In recent decades, the incidence of AAGA has been reported as between 1–2:1,000 general anaesthetics (1). The landmark NAP5 report (Fifth National Audit Project) – a national survey conducted by The Royal College of Anaesthetists (RCOA) which investigated spontaneous reports of AAGA – demonstrated an incidence of 1:19,000 in the general population. NAP5 further highlighted the incidence of AAGA in the obstetric population is significantly higher at 1:670 for caesarean section (CS) under general anaesthesia (GA) (2).
This tutorial summarises some of the possible reasons for this and aims to provide ways to reduce the risk of AAGA in obstetric patients.

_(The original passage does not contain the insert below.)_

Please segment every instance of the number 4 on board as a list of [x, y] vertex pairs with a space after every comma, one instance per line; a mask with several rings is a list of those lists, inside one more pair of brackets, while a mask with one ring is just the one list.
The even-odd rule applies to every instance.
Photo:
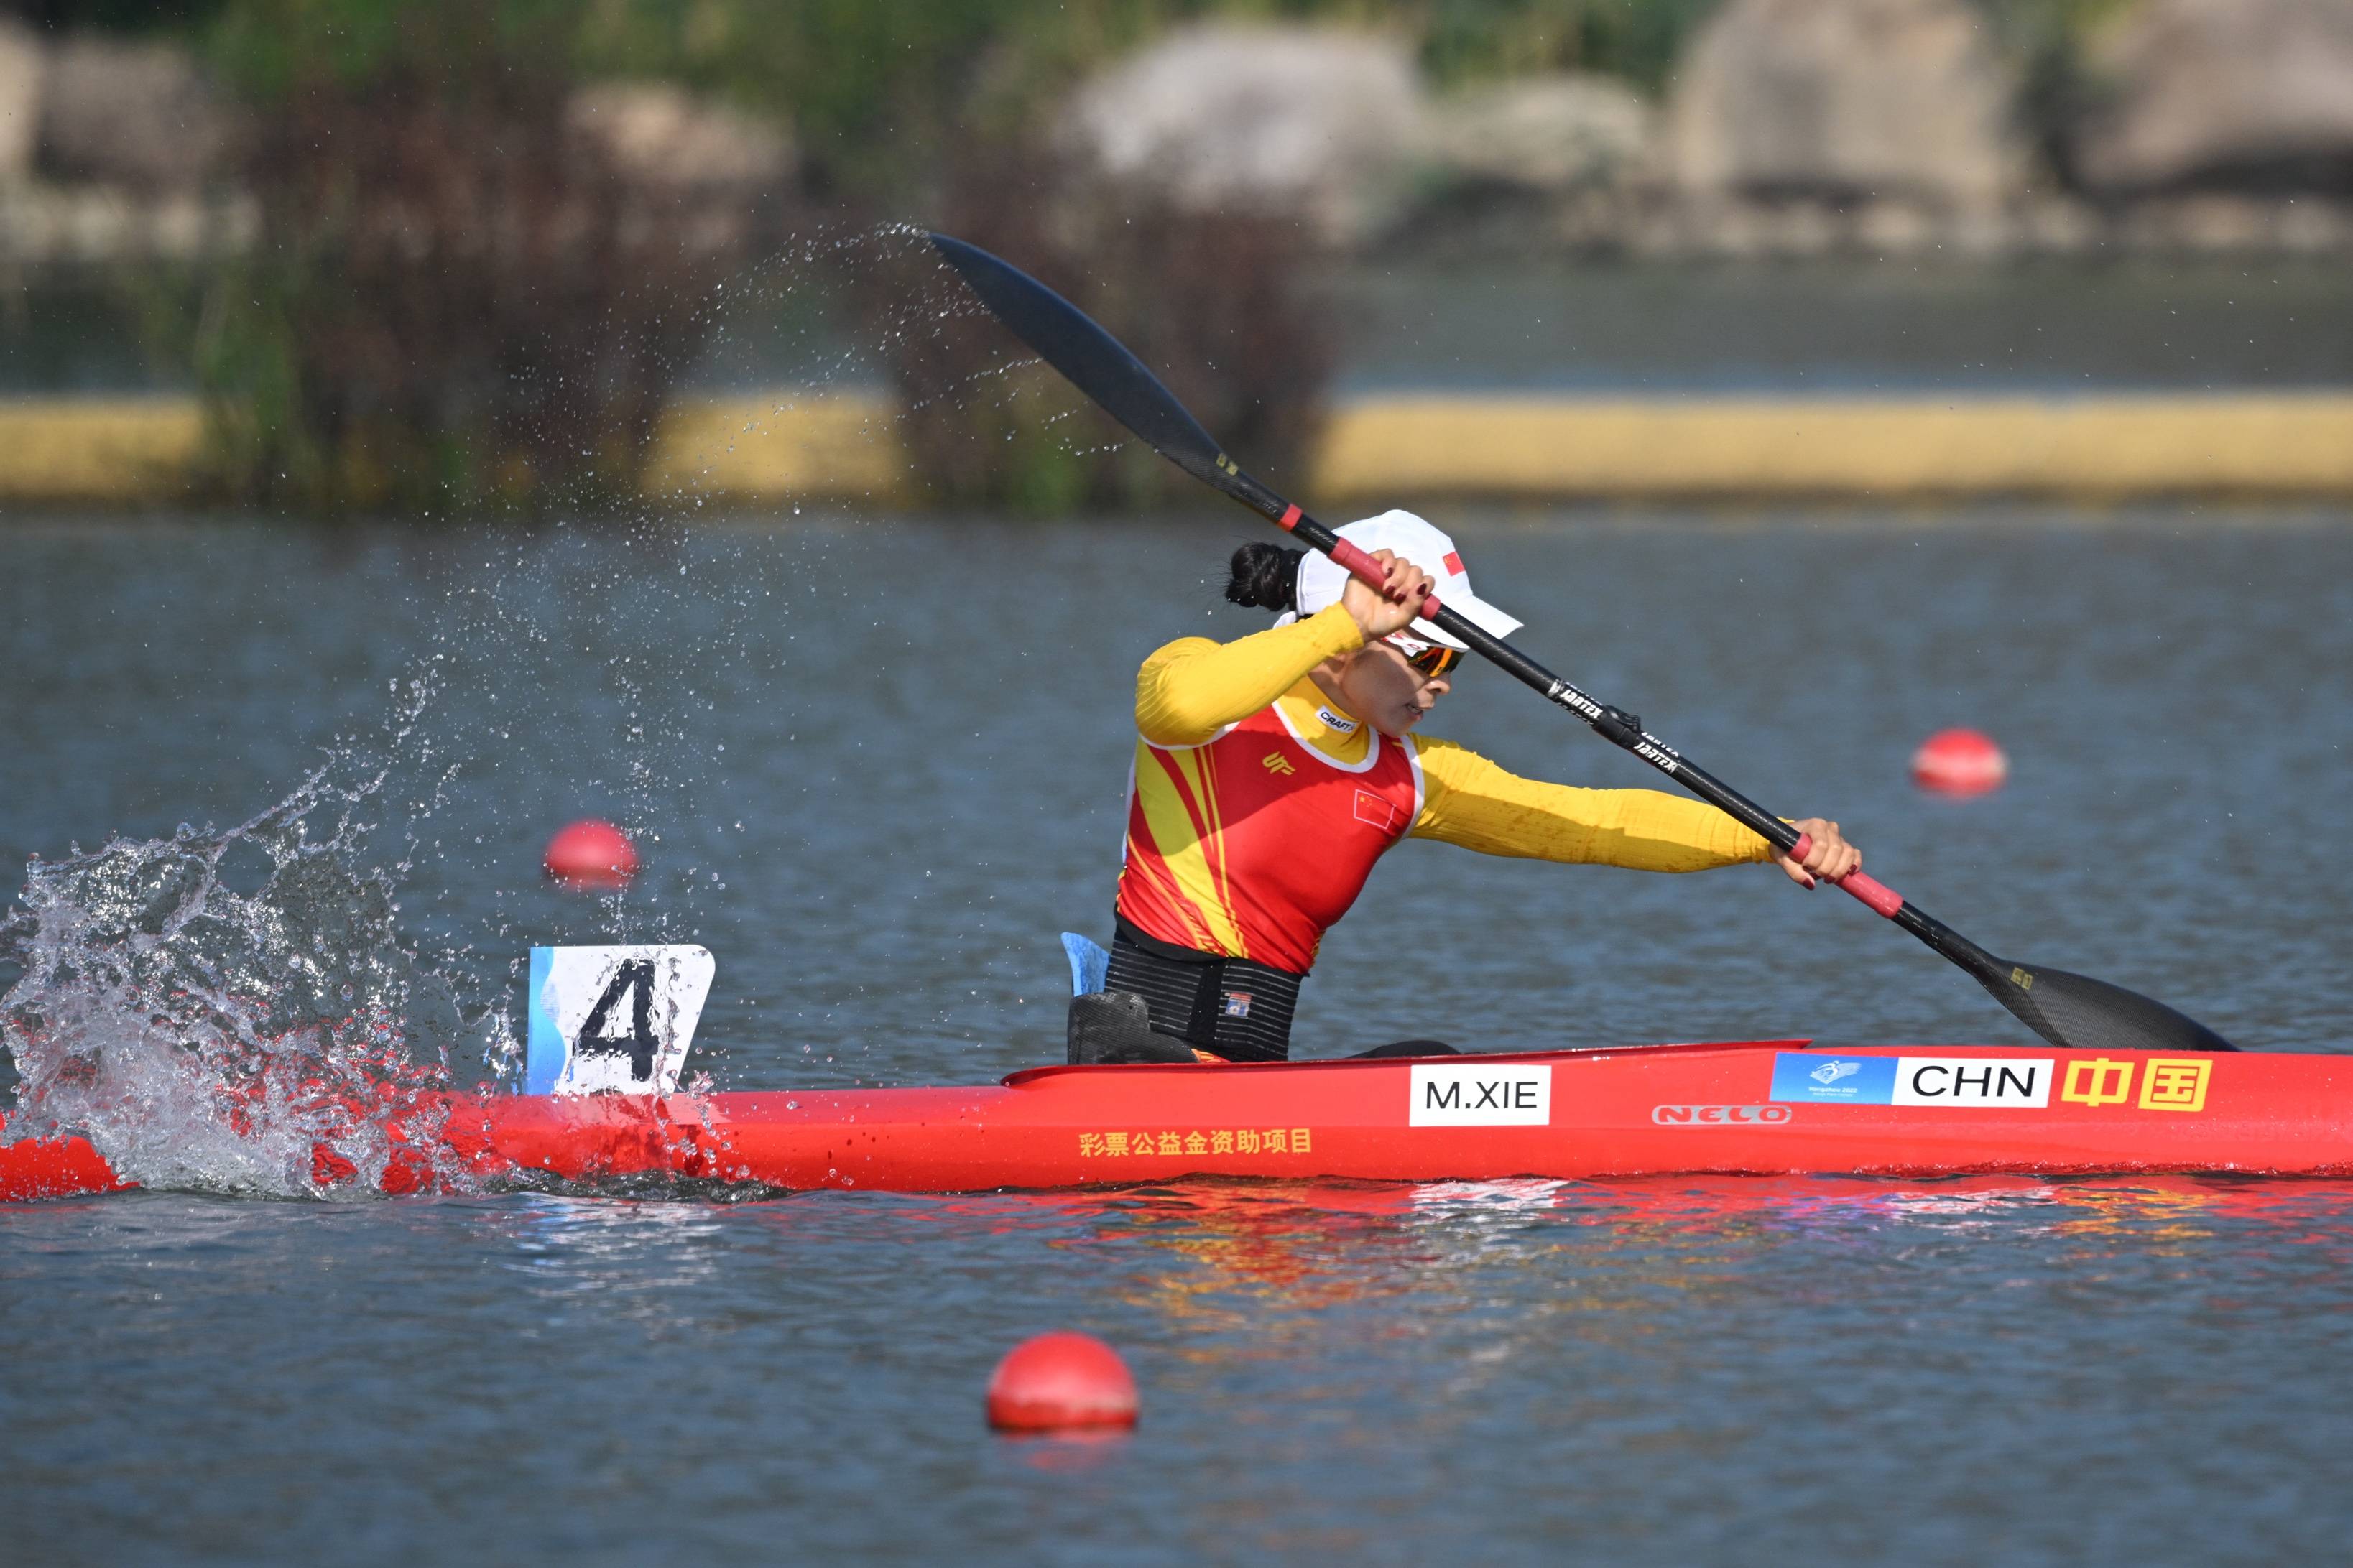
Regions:
[[527, 1094], [670, 1094], [717, 969], [708, 950], [531, 950]]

AAGA IN OBSTETRIC ANAESTHESIA
Obstetric anaesthesia is high-risk for AAGA due to the anatomical and physiological changes of pregnancy, as well as the technique of administering GA for an emergency procedure. Risk factors are summarised in Table 1 and are explored further in this tutorial.
AAGA is a major patient safety concern with significant implications for the patient and anaesthetist. For the patient, these include physiological effects such as an exaggerated stress response to laryngoscopy and surgery, as well as psychological sequelae ranging from poor sleep and nightmares to post-traumatic stress disorder (PTSD) (1). The incidence of psychological sequelae varies with studies reporting up to 71% of patients who experience AAGA suffer PTSD or late psychological symptoms (2, 3).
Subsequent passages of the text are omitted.